Müller: (interrompe) Vogliamo svelare tutto adesso? (ride)
Siamo felici di essere sorpresi! Cambio di argomento: qual è il suo legame personale con il circo?
Giacobbo: Qui a Winterthur il Circo Knie veniva a Pasqua. È così anche oggi. Da ragazzo, andavo in Teuchelweiherplatz con i miei amici alle cinque del mattino. Da lì guardavamo gli arrivi e l'allestimento. Naturalmente, da bambino andavo anche agli spettacoli. Ma ero molto più interessato a tutto ciò che accadeva intorno.
Müller: Mi sentivo molto simile a Viktor. Con i miei amici andavo all'Högerli di Olten a guardare i trattori.
Presto farete entrambi parte della famiglia Knie.

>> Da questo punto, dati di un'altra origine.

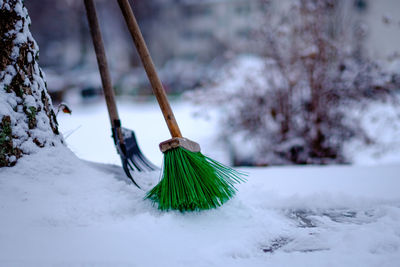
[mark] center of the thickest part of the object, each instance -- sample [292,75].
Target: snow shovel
[124,139]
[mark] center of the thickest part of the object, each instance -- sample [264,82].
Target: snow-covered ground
[59,210]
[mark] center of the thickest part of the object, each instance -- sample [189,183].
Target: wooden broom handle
[103,66]
[148,64]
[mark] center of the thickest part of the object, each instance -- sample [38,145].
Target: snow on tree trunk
[27,118]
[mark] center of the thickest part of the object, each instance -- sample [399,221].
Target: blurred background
[290,81]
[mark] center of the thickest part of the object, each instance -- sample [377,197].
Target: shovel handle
[148,65]
[103,66]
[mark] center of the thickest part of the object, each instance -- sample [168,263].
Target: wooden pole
[103,67]
[148,65]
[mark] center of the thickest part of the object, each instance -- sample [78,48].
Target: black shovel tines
[125,141]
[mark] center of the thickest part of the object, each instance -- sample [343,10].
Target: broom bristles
[192,181]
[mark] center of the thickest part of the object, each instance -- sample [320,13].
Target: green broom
[190,180]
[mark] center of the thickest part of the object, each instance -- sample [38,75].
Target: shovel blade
[132,157]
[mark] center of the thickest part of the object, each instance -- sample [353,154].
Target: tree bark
[27,118]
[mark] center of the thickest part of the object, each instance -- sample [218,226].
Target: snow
[59,210]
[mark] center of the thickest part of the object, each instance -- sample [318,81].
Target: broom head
[192,181]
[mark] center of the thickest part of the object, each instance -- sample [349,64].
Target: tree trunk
[27,118]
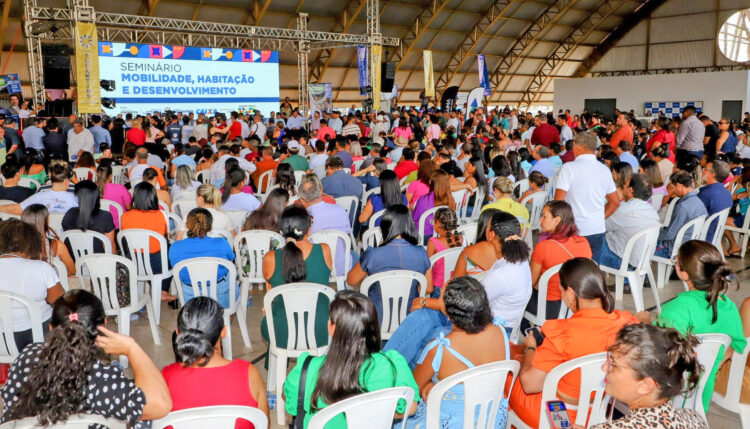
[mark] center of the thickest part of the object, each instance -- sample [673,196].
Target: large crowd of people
[544,191]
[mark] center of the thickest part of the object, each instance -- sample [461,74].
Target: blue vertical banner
[484,78]
[364,77]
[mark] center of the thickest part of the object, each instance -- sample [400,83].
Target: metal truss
[564,50]
[526,43]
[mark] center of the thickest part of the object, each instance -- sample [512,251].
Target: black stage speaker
[56,61]
[387,76]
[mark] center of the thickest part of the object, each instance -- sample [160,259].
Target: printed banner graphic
[142,78]
[87,68]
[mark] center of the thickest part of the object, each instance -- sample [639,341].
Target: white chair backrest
[102,270]
[82,243]
[367,410]
[220,416]
[8,300]
[591,399]
[250,247]
[80,421]
[484,388]
[469,231]
[300,300]
[449,258]
[395,287]
[204,278]
[707,351]
[423,219]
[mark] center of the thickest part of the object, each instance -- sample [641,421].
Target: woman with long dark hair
[390,195]
[66,374]
[591,329]
[201,376]
[354,363]
[88,215]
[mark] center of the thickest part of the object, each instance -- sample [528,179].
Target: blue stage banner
[364,77]
[484,78]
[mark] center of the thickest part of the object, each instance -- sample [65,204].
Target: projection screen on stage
[142,78]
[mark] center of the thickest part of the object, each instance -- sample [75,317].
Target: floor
[162,355]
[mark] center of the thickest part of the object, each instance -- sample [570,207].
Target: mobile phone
[558,415]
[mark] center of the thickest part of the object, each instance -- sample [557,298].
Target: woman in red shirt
[663,136]
[202,377]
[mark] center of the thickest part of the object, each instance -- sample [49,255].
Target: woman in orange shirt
[146,215]
[563,243]
[591,329]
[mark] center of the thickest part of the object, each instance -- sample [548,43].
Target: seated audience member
[633,215]
[703,308]
[439,195]
[400,250]
[198,245]
[38,216]
[686,209]
[646,367]
[183,183]
[89,215]
[268,214]
[562,244]
[338,183]
[502,189]
[57,199]
[389,195]
[232,197]
[326,216]
[474,340]
[591,329]
[201,376]
[24,273]
[71,356]
[146,215]
[445,224]
[209,198]
[298,260]
[353,364]
[113,192]
[10,190]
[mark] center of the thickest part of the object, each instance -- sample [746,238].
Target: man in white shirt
[633,215]
[586,184]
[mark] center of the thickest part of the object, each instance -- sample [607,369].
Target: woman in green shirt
[704,308]
[354,363]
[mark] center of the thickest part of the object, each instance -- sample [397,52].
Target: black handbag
[299,420]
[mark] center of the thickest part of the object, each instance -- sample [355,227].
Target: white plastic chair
[647,237]
[719,221]
[592,387]
[138,245]
[300,300]
[374,410]
[730,401]
[707,352]
[333,239]
[664,265]
[82,242]
[536,200]
[395,286]
[8,349]
[449,258]
[102,271]
[204,278]
[108,205]
[80,421]
[219,416]
[423,222]
[484,388]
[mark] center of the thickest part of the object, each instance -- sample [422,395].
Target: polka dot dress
[109,393]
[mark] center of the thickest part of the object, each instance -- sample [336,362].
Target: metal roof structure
[527,43]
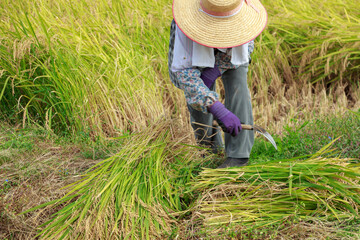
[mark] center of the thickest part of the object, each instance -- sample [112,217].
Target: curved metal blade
[265,134]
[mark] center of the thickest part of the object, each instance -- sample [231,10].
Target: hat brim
[215,32]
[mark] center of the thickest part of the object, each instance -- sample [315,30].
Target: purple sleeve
[197,94]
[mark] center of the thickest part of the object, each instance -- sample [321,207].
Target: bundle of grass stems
[131,195]
[99,66]
[259,195]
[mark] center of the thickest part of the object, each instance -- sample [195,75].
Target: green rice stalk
[267,193]
[131,195]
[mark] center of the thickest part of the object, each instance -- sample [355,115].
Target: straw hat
[220,23]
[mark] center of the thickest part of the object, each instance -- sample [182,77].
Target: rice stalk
[264,194]
[132,194]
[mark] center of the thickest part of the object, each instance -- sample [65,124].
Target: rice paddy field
[95,141]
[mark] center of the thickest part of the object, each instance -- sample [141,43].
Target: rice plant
[100,66]
[131,195]
[259,195]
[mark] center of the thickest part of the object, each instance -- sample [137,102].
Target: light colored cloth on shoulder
[189,54]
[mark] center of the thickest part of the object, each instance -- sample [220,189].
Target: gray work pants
[238,101]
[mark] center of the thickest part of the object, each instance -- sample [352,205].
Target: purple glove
[228,121]
[209,75]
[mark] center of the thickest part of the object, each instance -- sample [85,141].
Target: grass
[303,138]
[100,67]
[37,168]
[90,70]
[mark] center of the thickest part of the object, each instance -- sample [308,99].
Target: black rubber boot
[234,162]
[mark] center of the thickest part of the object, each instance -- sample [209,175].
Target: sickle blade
[265,134]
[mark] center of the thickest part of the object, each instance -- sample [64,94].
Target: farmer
[209,39]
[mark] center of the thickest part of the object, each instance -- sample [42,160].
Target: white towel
[188,54]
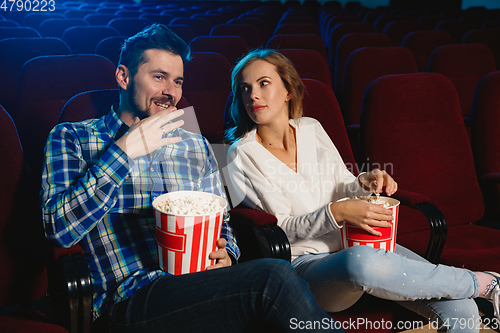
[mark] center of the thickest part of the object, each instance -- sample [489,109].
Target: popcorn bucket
[185,241]
[353,235]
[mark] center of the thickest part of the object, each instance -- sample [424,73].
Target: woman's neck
[277,136]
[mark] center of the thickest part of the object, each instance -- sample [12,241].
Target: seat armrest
[70,288]
[435,217]
[409,198]
[258,235]
[252,217]
[492,178]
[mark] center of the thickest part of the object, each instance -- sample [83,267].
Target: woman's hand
[223,259]
[376,180]
[363,214]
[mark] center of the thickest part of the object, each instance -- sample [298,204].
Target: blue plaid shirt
[93,194]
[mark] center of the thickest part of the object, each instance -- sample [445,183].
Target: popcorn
[187,205]
[373,199]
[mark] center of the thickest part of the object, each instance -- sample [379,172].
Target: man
[99,180]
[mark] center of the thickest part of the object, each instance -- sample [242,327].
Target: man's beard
[136,109]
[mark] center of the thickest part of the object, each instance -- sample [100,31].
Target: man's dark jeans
[266,292]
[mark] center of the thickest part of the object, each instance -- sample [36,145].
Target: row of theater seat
[412,125]
[43,108]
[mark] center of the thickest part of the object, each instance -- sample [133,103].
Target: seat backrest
[231,47]
[259,23]
[246,31]
[486,124]
[206,87]
[99,19]
[298,41]
[158,18]
[464,65]
[412,126]
[83,40]
[14,52]
[309,64]
[56,27]
[9,23]
[382,20]
[456,28]
[200,25]
[129,26]
[18,32]
[183,31]
[365,65]
[335,20]
[397,30]
[489,37]
[23,276]
[299,28]
[78,13]
[350,43]
[339,31]
[110,48]
[423,43]
[320,103]
[45,84]
[88,105]
[34,19]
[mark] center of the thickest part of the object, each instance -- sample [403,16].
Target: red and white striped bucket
[185,241]
[353,235]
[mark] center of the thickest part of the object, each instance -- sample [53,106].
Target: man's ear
[122,76]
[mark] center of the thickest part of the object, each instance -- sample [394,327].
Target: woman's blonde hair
[239,123]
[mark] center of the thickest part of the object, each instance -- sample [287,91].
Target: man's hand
[220,255]
[147,135]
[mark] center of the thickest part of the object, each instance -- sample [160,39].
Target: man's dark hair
[155,36]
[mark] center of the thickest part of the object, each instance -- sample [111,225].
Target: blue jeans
[440,293]
[230,299]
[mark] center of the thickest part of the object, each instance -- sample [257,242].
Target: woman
[286,165]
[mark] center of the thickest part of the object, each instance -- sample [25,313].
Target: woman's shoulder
[241,143]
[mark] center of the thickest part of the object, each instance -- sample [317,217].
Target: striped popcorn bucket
[353,235]
[185,241]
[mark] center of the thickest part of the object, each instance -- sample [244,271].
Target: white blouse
[300,200]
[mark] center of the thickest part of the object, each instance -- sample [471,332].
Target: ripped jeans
[440,293]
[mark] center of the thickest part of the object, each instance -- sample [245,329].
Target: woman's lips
[257,107]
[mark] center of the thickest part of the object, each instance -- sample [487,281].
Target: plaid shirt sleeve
[75,196]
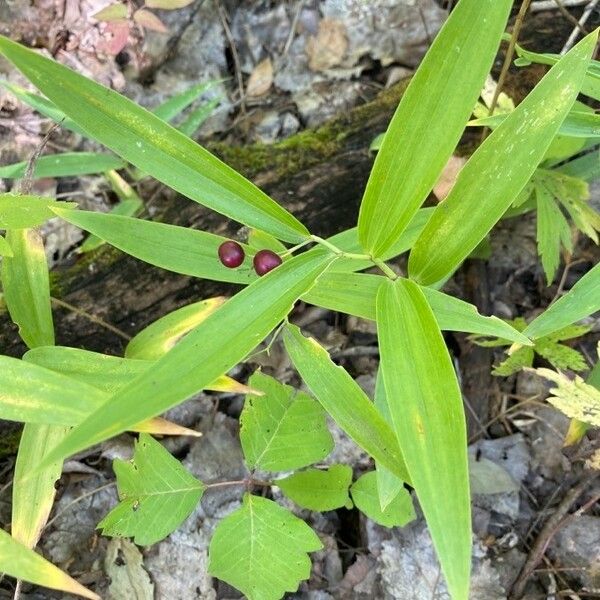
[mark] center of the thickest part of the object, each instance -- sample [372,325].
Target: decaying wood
[318,174]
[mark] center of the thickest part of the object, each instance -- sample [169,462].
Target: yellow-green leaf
[426,407]
[152,145]
[498,170]
[430,120]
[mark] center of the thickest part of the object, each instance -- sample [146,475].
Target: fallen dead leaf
[261,79]
[149,20]
[448,176]
[327,48]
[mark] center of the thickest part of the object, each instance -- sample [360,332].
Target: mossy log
[319,175]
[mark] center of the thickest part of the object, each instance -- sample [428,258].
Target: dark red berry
[265,261]
[231,254]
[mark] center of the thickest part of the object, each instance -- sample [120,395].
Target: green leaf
[348,241]
[319,490]
[498,170]
[178,249]
[577,123]
[552,229]
[43,106]
[388,485]
[355,294]
[33,497]
[210,350]
[579,302]
[344,400]
[107,373]
[155,340]
[18,211]
[398,511]
[66,164]
[126,208]
[261,550]
[284,429]
[436,106]
[153,146]
[5,249]
[427,411]
[25,282]
[19,561]
[156,495]
[575,398]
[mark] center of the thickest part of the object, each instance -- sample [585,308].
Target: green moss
[308,147]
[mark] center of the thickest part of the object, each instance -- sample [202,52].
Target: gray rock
[577,546]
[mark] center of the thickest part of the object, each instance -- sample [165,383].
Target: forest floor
[286,67]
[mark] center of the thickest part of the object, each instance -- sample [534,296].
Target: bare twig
[542,5]
[508,58]
[91,317]
[559,519]
[294,26]
[577,30]
[234,54]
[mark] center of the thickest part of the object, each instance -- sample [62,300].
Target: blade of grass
[425,404]
[153,146]
[436,106]
[498,170]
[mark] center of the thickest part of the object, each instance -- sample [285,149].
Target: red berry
[231,254]
[265,261]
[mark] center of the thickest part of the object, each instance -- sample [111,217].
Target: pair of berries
[232,255]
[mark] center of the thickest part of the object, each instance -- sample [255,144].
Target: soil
[320,80]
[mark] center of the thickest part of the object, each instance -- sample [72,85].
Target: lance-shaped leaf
[159,337]
[156,494]
[19,561]
[178,249]
[318,489]
[355,294]
[109,373]
[33,497]
[66,164]
[283,429]
[33,394]
[261,549]
[213,348]
[19,211]
[435,107]
[388,485]
[152,145]
[498,170]
[397,513]
[426,408]
[582,300]
[344,400]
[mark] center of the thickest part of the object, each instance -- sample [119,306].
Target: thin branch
[91,317]
[577,30]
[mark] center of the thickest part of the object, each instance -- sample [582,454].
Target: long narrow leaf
[152,145]
[425,404]
[582,300]
[355,294]
[210,350]
[18,561]
[498,170]
[66,164]
[26,287]
[344,400]
[178,249]
[430,119]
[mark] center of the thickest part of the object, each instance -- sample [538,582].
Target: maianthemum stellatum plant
[414,428]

Müller: Per una stagione si incontrano artisti di tutto il mondo. È divertente
è divertente conoscere queste persone. Soprattutto perché sono persone diverse da quelle che si incontrano di solito.
Müller: Non vedo l'ora! Fredy Knie una volta ha suggerito che potremmo anche alloggiare in hotel. Ma noi non vogliamo farlo.
Avete deciso di rimanere entrambi nel carrozzone del circo?
Giacobbo: Se possibile.
Müller: Non vedo l'ora di vivere nel carro. Siete in una comunità di artisti, vi esibite insieme nello spettacolo e vi vedete anche durante il giorno.
Giacobbo: Anche nel circo si lavora in modo diverso. Le prove non sono organizzate in maniera così rigida, a volte bisogna precipitarsi sulla pista per provare. Anche questo fa parte del lavoro.
"Non vogliamo vivere in un albergo. Non vediamo l'ora di vivere nel carrozzone del circo".
Sarà difficile dire addio al Circus Knie dopo 137 spettacoli insieme?
Müller: Sicuramente mi mancheranno le persone. Dopo tutto, si lavora insieme e si sperimentano gli altri in ogni stato d'animo possibile. È molto intimo. Ma le buone amicizie continuano a vivere.
Giacobbo: Da allora sono rimasto molto legato a molte persone del grande team di Knie. Mi piace sempre chiacchierare con lo staff marocchino quando ci vediamo. Di recente sono anche andato a trovare la cammelliera Suleika, con cui mi sono esibito nel 2006.
Loro due sono una squadra da sogno, senza dubbio. Ma ci sono anche momenti in cui avete bisogno di un po' di distanza l'uno dall'altro?
Giacobbo: Certo. Ci sono anche momenti in cui ci lasciamo da soli.
Müller: Eravamo soliti girare 18 o 19 programmi televisivi in un breve lasso di tempo. Avevamo entrambi la sensazione di non aver bisogno di parlarci al telefono per tre giorni.